Oh, great — Uber and Lyft are actually increasing car ownership in US cities

It's not exactly the future that we were promised


Oh, great — Uber and Lyft are actually increasing car ownership in US cities

Ride hailing apps like Uber and Lyft were created with a Silicon Valley mindset to “disrupt,” and change how we travel, supposedly for the better. The platforms were supposed to provide alternatives to private car travel and ultimately decrease car ownership.

However, a recent study suggests that this isn’t entirely the case and ride hailing apps actually increase car ownership, especially in cities that are already dependent on cars.

Researchers from Carnegie Mellon University, Stanford University, the National Renewable Energy Laboratory, and Lawrence Berkeley National Laboratory, concluded that services like Uber and Lyft increase private car ownership by an average of 0.7% in urban US areas.

According to Streets Blog USA, that equates to around 100,000 extra vehicles on US roads.

In New Scientist, Jeremy Michalek, the study’s lead author, said:

We would have expected ownership to probably go down, because when people gain access to this alternative travel mode they may be able to get away with not owning a car, or owning fewer cars in their household.

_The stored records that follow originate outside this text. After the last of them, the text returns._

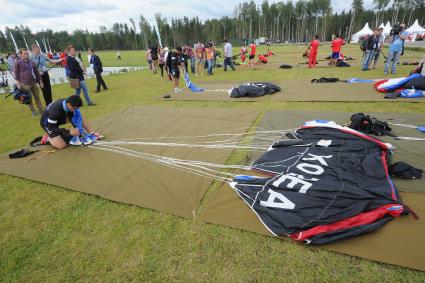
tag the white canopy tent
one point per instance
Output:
(364, 31)
(415, 30)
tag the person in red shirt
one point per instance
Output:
(269, 53)
(336, 49)
(262, 59)
(243, 52)
(64, 63)
(314, 45)
(252, 52)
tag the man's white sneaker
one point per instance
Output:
(75, 141)
(87, 140)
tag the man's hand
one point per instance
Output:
(74, 132)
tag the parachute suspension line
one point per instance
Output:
(258, 140)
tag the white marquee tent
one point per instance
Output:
(365, 30)
(415, 30)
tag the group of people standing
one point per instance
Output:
(177, 61)
(336, 47)
(30, 71)
(372, 48)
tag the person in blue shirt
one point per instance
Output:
(97, 68)
(396, 49)
(40, 60)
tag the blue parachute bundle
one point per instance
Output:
(190, 85)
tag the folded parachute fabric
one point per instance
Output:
(253, 89)
(325, 80)
(405, 171)
(332, 184)
(389, 85)
(416, 83)
(411, 93)
(190, 85)
(356, 80)
(21, 153)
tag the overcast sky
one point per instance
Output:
(85, 14)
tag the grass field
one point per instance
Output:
(52, 234)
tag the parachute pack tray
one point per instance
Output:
(397, 243)
(292, 91)
(124, 169)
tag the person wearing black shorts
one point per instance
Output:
(59, 113)
(174, 64)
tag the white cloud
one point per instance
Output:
(82, 14)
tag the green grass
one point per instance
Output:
(52, 234)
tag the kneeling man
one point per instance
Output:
(61, 112)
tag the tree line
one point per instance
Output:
(292, 21)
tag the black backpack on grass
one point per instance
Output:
(366, 124)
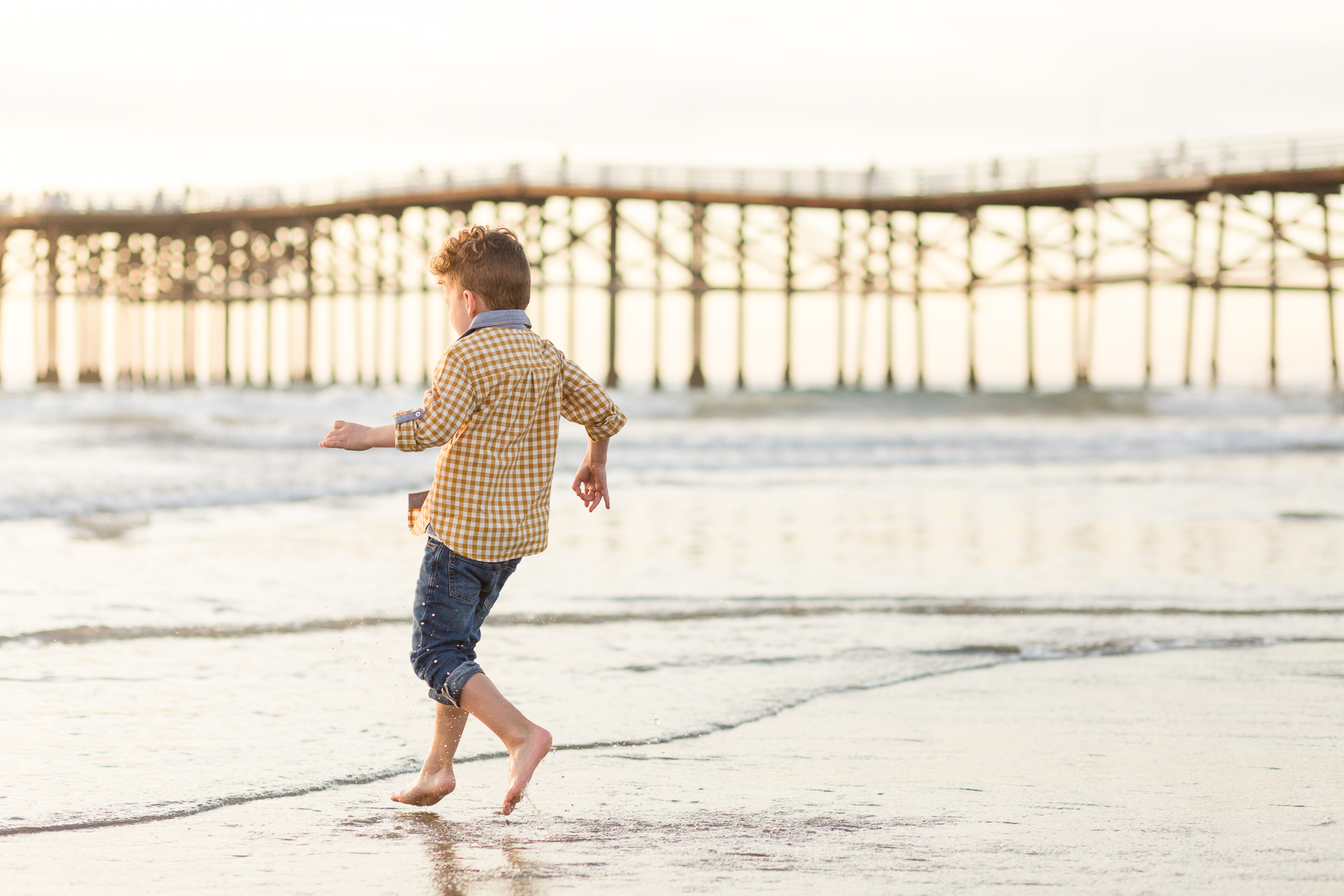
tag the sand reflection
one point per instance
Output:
(468, 859)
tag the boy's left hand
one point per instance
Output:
(355, 437)
(591, 485)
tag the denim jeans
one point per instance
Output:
(453, 595)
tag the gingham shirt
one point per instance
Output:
(495, 406)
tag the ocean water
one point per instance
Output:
(201, 610)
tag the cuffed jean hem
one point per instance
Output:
(452, 691)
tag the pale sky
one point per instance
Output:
(139, 95)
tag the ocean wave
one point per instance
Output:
(948, 663)
(83, 453)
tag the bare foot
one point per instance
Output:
(429, 788)
(522, 763)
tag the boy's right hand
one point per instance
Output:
(355, 437)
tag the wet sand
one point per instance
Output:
(1195, 772)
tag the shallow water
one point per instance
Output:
(202, 610)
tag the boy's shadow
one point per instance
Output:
(453, 875)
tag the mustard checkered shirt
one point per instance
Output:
(495, 406)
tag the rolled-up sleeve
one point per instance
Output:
(588, 405)
(449, 402)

But when Uber and Lyft enter a new market, it actually increases vehicle ownership. Increases were most pronounced in car dependent cities, which already display higher than average private vehicle ownership.

These cities experienced a 1% increase in private vehicle ownership.

[Read: Meet the 4 scale-ups using data to save the planet]

The researchers aren’t exactly sure why this is occurring, though. They speculate that ride-share app users are becoming drivers themselves, and buying cars to get into the business. Or, people who already own a car, are buying a second vehicle to use exclusively as a ride hail taxi.

We know from various global reports, that when Uber and Lyft launch in new markets, drivers often buy new vehicles to use specifically for the ride-share services. Uber also actively helps individuals interested in joining its service to buy or lease a new car. So this speculation is well measured.

The effects of ride-share platforms were still felt in cities that didn’t display a significant rise in car ownership.

In cities like Seattle, Boston, and San Francisco, which have a disproportionately high density of high-income childless households, public transit systems took a hit.

Transit users were found to substitute their use of public transport in favor of an Uber of Lyft, because they can afford to, but they weren’t necessarily getting rid of their cars.

Whether this leads to an increase in emissions and congestion would require further research, Michalek says.

There are studies that suggest it does indeed increase congestion and emissions.

It seems reasonable that if 10 people each use an Uber instead of one bus, that’s more emissions and congestion per capita than if they’d all just stuck to the bus.

It’s not exactly the utopian city vision we were promised.